The government has explained why it abstained from a UN General Assembly vote to reprimand Russia over its invasion of Ukraine, saying that the resolution “does not create an environment conducive for diplomacy, dialogue and mediation”.
The UN General Assembly on Wednesday overwhelmingly voted to reprimand Russia over its invasion of Ukraine, and demanded that Moscow stop fighting and withdraw its military forces, an action that aims to diplomatically isolate Russia at the world body.
But SA was not among the 141 of the assembly’s 193 members that voted in favour of the resolution.
The text of the resolution “deplores” Russia’s “aggression against Ukraine”.
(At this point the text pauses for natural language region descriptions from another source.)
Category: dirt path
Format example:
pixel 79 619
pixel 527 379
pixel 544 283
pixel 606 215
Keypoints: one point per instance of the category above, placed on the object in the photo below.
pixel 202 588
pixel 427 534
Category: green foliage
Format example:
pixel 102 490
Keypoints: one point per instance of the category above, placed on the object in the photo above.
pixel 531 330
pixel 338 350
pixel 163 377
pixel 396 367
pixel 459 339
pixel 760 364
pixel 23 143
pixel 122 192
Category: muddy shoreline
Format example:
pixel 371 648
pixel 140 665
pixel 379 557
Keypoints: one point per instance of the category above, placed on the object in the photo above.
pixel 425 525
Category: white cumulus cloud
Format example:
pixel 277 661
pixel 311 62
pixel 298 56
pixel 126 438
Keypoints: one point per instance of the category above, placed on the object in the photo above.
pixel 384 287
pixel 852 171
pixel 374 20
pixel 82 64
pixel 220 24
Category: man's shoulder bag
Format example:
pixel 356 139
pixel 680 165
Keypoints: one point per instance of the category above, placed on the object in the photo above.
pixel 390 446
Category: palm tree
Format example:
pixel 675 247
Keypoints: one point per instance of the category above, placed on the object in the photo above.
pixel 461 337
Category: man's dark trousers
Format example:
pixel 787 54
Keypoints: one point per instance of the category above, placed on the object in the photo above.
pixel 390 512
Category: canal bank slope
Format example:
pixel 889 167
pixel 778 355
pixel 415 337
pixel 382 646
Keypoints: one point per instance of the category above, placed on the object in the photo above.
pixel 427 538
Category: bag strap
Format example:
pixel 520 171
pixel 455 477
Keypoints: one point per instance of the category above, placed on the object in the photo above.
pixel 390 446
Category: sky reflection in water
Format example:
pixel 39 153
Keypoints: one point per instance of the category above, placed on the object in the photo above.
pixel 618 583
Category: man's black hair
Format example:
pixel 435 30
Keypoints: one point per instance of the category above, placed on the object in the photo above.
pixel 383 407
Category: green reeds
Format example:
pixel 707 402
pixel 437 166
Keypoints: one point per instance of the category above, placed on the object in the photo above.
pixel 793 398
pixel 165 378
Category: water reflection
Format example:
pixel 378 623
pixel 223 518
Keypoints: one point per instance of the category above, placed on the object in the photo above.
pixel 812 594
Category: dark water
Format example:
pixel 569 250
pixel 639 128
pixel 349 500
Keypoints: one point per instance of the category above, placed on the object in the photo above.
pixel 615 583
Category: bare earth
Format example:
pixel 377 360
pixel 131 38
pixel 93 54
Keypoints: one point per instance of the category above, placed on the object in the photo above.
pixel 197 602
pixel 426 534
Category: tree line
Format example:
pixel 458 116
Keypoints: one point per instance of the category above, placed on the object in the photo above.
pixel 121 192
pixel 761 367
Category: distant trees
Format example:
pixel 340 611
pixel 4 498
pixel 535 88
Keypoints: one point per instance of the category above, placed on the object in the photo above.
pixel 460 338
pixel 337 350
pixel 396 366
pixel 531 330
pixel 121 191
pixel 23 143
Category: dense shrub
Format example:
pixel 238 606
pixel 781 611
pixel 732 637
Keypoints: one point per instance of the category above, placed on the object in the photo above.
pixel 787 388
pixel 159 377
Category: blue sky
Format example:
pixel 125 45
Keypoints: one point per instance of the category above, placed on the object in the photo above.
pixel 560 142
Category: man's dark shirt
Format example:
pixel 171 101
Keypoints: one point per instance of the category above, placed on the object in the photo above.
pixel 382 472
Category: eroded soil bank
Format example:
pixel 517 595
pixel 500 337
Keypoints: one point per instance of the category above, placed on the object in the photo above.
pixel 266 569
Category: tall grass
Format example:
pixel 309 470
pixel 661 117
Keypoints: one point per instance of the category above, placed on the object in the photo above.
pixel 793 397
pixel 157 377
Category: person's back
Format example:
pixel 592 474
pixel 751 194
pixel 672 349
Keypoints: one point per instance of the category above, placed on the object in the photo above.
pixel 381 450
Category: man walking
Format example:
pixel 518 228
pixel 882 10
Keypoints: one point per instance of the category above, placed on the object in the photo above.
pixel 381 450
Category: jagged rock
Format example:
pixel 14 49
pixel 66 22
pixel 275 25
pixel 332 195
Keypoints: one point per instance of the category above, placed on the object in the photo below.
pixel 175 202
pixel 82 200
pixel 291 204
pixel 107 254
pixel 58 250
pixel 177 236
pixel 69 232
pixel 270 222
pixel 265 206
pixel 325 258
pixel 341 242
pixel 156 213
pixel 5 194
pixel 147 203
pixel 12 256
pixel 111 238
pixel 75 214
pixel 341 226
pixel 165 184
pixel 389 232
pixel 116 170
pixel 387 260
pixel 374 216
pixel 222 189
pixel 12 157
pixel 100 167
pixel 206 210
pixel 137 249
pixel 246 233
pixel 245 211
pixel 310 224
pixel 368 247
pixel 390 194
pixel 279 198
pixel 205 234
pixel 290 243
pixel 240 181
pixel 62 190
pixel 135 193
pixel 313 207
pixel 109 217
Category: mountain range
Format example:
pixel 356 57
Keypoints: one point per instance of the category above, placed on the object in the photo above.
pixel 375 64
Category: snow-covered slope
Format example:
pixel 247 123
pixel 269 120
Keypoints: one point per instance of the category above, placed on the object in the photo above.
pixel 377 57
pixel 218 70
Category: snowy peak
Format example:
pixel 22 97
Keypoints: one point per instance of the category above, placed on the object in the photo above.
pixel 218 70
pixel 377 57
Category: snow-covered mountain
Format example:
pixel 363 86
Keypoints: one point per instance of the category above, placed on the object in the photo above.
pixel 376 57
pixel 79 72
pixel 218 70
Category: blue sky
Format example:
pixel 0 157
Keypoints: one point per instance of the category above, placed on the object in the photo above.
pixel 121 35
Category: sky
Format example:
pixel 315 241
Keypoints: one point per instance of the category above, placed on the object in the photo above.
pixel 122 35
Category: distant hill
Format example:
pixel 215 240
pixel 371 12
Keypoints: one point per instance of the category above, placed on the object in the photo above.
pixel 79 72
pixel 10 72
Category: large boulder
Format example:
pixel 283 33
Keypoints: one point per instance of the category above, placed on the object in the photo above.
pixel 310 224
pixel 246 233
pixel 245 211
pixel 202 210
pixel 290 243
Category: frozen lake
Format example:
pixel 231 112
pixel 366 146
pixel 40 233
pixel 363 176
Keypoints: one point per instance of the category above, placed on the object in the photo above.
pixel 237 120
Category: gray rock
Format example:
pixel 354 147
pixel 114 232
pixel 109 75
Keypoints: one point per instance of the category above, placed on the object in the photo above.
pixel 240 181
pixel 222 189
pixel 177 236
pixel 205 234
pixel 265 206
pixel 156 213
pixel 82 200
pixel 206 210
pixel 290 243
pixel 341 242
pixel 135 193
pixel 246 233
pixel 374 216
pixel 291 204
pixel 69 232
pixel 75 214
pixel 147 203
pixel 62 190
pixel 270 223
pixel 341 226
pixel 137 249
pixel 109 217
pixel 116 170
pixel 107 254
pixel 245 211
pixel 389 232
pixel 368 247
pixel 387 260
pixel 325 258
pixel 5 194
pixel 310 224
Thirty-five members, including SA and China, abstained and five countries including Russia, Syria and Belarus voted against the resolution. While General Assembly resolutions are non-binding, they carry political weight.
In a statement, the international relations and co-operation department (Dirco) said that the resolution did not meet its expectations.
“Our position … is that SA remains deeply concerned by the escalation of the conflict in Ukraine and the regional and international socioeconomic implications. We strongly urge all sides to uphold international law, including humanitarian law and human rights law, as well as the principles of the UN Charter, including sovereignty and territorial integrity,” said SA’s permanent representative to the UN, Mathu Joyini.
The statement said that as the conflict involved two members of the UN in an armed conflict, it was the international body’s responsibility to “take decisions and actions that will lead to a constructive outcome conducive to the creation of sustainable peace between the parties”.
“While we agree with, and support, the efforts taken by member states to bring to the attention of the international community the situation in Ukraine, SA feels that greater attention should have been paid to bringing the sides closer to dialogue.
“For SA, the text in its current form could drive a deeper wedge between the parties rather than contributing to a resolution of the conflict. The resolution should have welcomed the commencement of negotiations between the parties.
“Additionally, the role of the Security Council as well as the Good Offices of the UN Secretary-General could have been given more prominence in the resolution. It is understood that one of the root causes of the conflict is related to the security concerns of the parties. This should have been addressed in the resolution,” the statement read.
It added that SA believed the UN “should be used as a platform to build bridges, address the divergence of views, provide recommendations and support for the parties to engage with the spirit of compromise, while de-escalating tensions, committing to the cessation of hostilities, and building trust and confidence”.
“Unfortunately, the text before us does not do that,” Joyini said.